Local residents gathered outside the Holiday Inn Express in Maspeth to mark the 5th anniversary of the successful protests that stopped the city from housing the homeless at the hotel.
“They came to Maspeth and they thought they could force a shelter on us, but they had another thing coming because the people know how to fight,” one attendee told the crowd.
The rally also offered the opportunity to speak out about the city’s current homeless policies.
“That’s not what these hotels and motels were built for,” said mayoral candidate Curtis Sliwa at the rally. “That’s what they should not be repurposed into.”
The Republican candidate recommended the city consider housing the homeless in commercial areas where warehouses are empty.

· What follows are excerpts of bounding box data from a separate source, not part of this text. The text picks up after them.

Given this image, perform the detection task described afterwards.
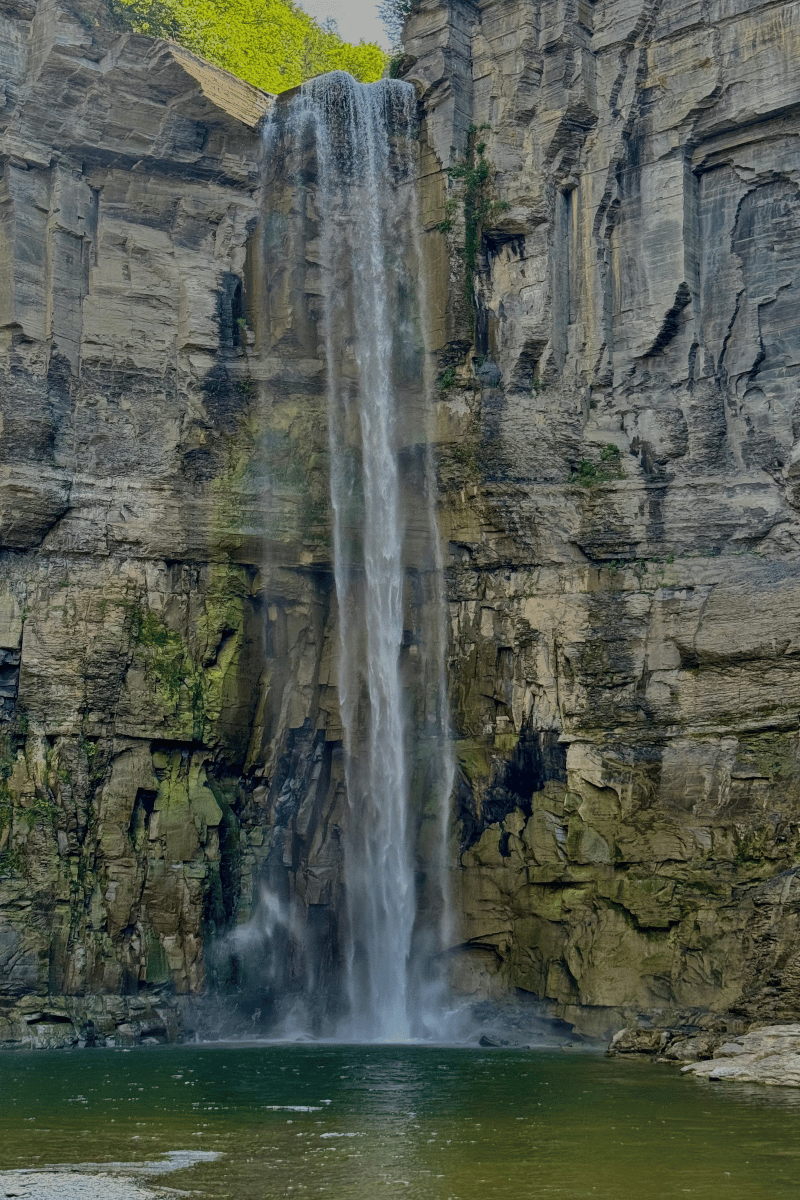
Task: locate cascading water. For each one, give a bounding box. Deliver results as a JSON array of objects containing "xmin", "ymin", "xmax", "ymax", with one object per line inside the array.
[
  {"xmin": 231, "ymin": 72, "xmax": 453, "ymax": 1040},
  {"xmin": 316, "ymin": 76, "xmax": 416, "ymax": 1039}
]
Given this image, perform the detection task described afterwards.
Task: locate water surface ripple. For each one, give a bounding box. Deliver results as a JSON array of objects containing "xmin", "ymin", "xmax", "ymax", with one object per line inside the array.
[{"xmin": 0, "ymin": 1044, "xmax": 800, "ymax": 1200}]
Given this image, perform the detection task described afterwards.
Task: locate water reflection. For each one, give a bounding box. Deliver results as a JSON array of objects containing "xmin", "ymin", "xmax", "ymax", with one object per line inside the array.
[{"xmin": 0, "ymin": 1045, "xmax": 800, "ymax": 1200}]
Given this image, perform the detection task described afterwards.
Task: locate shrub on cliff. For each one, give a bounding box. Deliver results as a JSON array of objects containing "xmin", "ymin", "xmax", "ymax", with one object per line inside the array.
[{"xmin": 107, "ymin": 0, "xmax": 387, "ymax": 92}]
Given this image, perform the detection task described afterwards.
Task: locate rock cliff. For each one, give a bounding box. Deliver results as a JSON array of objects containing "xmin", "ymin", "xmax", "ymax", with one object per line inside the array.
[
  {"xmin": 402, "ymin": 0, "xmax": 800, "ymax": 1032},
  {"xmin": 0, "ymin": 0, "xmax": 800, "ymax": 1044}
]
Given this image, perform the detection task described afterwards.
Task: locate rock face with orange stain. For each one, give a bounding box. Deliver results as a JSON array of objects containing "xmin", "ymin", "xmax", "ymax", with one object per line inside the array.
[
  {"xmin": 401, "ymin": 0, "xmax": 800, "ymax": 1033},
  {"xmin": 0, "ymin": 0, "xmax": 800, "ymax": 1045}
]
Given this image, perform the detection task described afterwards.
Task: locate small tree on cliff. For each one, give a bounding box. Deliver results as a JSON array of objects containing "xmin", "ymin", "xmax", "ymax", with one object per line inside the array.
[{"xmin": 107, "ymin": 0, "xmax": 387, "ymax": 92}]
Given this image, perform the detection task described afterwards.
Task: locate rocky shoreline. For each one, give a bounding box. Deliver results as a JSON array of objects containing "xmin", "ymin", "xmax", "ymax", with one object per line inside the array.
[{"xmin": 607, "ymin": 1025, "xmax": 800, "ymax": 1087}]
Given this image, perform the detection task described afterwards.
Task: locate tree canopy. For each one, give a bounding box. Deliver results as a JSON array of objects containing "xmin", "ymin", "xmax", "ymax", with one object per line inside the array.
[{"xmin": 108, "ymin": 0, "xmax": 387, "ymax": 92}]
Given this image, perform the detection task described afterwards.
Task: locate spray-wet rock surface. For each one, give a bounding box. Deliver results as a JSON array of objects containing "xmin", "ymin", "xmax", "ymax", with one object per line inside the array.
[{"xmin": 0, "ymin": 0, "xmax": 800, "ymax": 1046}]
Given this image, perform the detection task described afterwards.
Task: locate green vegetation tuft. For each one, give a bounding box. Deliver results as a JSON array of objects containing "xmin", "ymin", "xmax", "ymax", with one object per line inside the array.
[
  {"xmin": 107, "ymin": 0, "xmax": 389, "ymax": 92},
  {"xmin": 438, "ymin": 125, "xmax": 509, "ymax": 304},
  {"xmin": 570, "ymin": 442, "xmax": 625, "ymax": 487}
]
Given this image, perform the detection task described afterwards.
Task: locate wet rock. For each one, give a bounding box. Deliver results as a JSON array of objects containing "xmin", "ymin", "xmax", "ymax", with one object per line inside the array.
[{"xmin": 682, "ymin": 1025, "xmax": 800, "ymax": 1087}]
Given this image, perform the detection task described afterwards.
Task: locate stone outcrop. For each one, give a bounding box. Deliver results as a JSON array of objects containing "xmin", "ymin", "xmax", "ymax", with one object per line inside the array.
[
  {"xmin": 0, "ymin": 0, "xmax": 800, "ymax": 1045},
  {"xmin": 0, "ymin": 0, "xmax": 272, "ymax": 1044},
  {"xmin": 682, "ymin": 1025, "xmax": 800, "ymax": 1087},
  {"xmin": 402, "ymin": 0, "xmax": 800, "ymax": 1032}
]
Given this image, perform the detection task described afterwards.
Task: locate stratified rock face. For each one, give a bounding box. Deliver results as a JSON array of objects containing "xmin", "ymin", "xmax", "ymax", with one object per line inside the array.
[
  {"xmin": 0, "ymin": 0, "xmax": 800, "ymax": 1045},
  {"xmin": 0, "ymin": 0, "xmax": 272, "ymax": 1044},
  {"xmin": 403, "ymin": 0, "xmax": 800, "ymax": 1031}
]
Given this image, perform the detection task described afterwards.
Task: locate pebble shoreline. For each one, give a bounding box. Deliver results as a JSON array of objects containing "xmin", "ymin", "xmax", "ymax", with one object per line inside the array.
[{"xmin": 0, "ymin": 1171, "xmax": 176, "ymax": 1200}]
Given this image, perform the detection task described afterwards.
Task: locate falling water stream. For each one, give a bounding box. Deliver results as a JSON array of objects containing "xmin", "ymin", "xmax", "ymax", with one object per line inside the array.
[{"xmin": 257, "ymin": 72, "xmax": 453, "ymax": 1042}]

Attendees at the rally also called for the removal of Staeven Banks, who is commissioner of the Human Resources Adminstration/Department of Homeless Services. Banks has defended the city’s response to the homeless crisis, arguing that agencies at the state level are more to blame.
“There’s so much public focus on how the city should do more, but the state disinvestment is totally lost, we’re making up for them,” Banks said during a virtual City Council budget hearing earlier in the year. “There’s a real danger that New York state is going to continue to withdraw from providing support for the social safety net in New York City.”
Phil Wong, president of the Chinese-American Citizens Alliance, lives behind the Pan-American Hotel on Queens Boulevard, which serves as a homeless shelter for families. He said he saw children struggle to adapt to remote learning during the pandemic because of a lack of resources.
“Meanwhile, what do you see? Homeless under the LIE, in the subways and sleeping in parks,” he said. “So we are looking at outright abuse of our tax dollars. We’re talking about systems of sources that have failed for the last seven years. Steven Banks has to go.”